Слежу за его передвижениями, ищу подвох, ищу разгадку, да я, блядь, уже на стену кидаться готов и потолок грызть, лишь бы увидеть хоть минимальный просвет. Ну все же на поверхности лежит. Все очевидно! А я как слепой котенок тычусь в неизвестность, помощи жду. А нет ее. Не от кого ждать.

- Ты чего? - не понимаю, почему так замерло сердце, а спину прошибло холодным потом. Его взгляд, скованность положения - да все в нем было не так. Шестое чувство сработало верно.

- Лесь, - улыбается так… так… не нормально, по-больному улыбается, скрещивая пальцы замком на шее. - Ты только не дергайся, ладно? Пожалуйста… - его просьба тает в вскрике за стеной, топоте тяжелых шагов и прокричавшей опасности.

Дверь с хлопком отлетает в сторону, свет фонарика бьет прямо в глаза, и, прежде чем успеваю предпринять хоть что-то, меня валят мордой в пол. От удара грудью весь воздух выбивает из легких, кашляю. Через боль, через обиду и раздирающий душу страх слышу: “Не двигаться, руки за спину… вы арестованы…” - что-то еще, не помню. Ору! Срывая глотку, проклинаю Вадима и тот день, когда он вообще родился. Все как в тумане, и я будто и не я вовсе, а испуганный, запертый в теле взрослого мужчины ребенок.

Крики Малого слышу, когда меня ведут по коридору, Ден, уткнувшись лицом в пол, не двигается и даже не дышит от страха, а я все так же пытаюсь выбрыкнуться, скинуть с себя чужие руки, причиняющие боль, и теперь уже убить… по-настоящему. Того, кто сейчас спокойно идет за нами, пока нас выводят на улицу и заталкивают в разные ментовские машины. Ненавижу, тварь!

За окном старенькой девятки до отвращения ясно и солнечно. Утро. Часов девять, может меньше. Сижу между двумя ментами в форме, скованный браслетами, и даже пошевелиться не могу. Как четко я сейчас стал видеть свою перспективу. Тюрьма неизбежна. Оттуда не возвращаются нормальными, даже если по сути не ты убийца. Хотя, с чего я решил, что убивал не я? Может, все же я? Я все устроил?

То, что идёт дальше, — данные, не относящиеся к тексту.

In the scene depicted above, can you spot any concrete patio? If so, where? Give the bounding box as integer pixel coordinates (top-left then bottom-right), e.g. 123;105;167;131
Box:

На кочке тряхнуло не слабо, водитель выругался, не сдержав боли за “Ласточку”, машина натужно заскрипела, под капотом раздался неприятный стук, но никто не придавал этому особого значения. Едет же.

Вот так и я: живой же, сердце бьется, а я по частям себя собрать не могу. Это эмоции, они слишком сильные, как живые, и каждая - убийственно яркая. Не стоит гадать, почему Вадима не повязали вместе с нами. И явно дело не в ментовской солидарности. Он знал, что за нами приедут, а значит, знал, что все будет именно так. Может такое быть, что он с самого начала вел эту глупую игру, втравливая нас все глубже, желая утопить в том болоте, что сами развели? Мог! Он - мог. Отсюда его замкнутость, скрытность, отсюда знание, что делать дальше, ведь, по сути, мы все шли за ним. Но зачем?! Зачем, мать твою, ему это было надо? От отчаяния хотелось побиться головой об стену, жаль стены не нашлось, да и возможности шевелиться тоже. В отделение мы прибыли довольно быстро.

Два дня спустя…

Из сна рывком выкидывает. Подскакиваю на жесткой шконке, схватившись за грудь, перевожу дыхание, стирая с глаз непрошеные слезы, которые только злят. Кошмары. Кажется, они не отпустят меня никогда. Каждый раз, закрыв глаза, я вижу разное и одно и то же: лицо той девушки, ее кровь на своих руках, я весь перепачкан ею, и нож, тот самый нож, перевязанный подарочной лентой, который мне подарил Вадим. Я вижу смерть друзей, оставшихся друзей, каждый раз переживаю боль утраты и хочу умереть вместе с ними. Каждый раз все происходит по новому: в тюрьме, в пустой камере, в общей душевой - без разницы, но итог один - их нет. Я прижимаю их к себе, уже мертвых, холодных, измученных, но улыбающихся мне, прощающих, а рядом стоит Вадим: в своей форме, со связкой ключей на бедре и все тем же ножом, который хочу вонзить ему в глотку.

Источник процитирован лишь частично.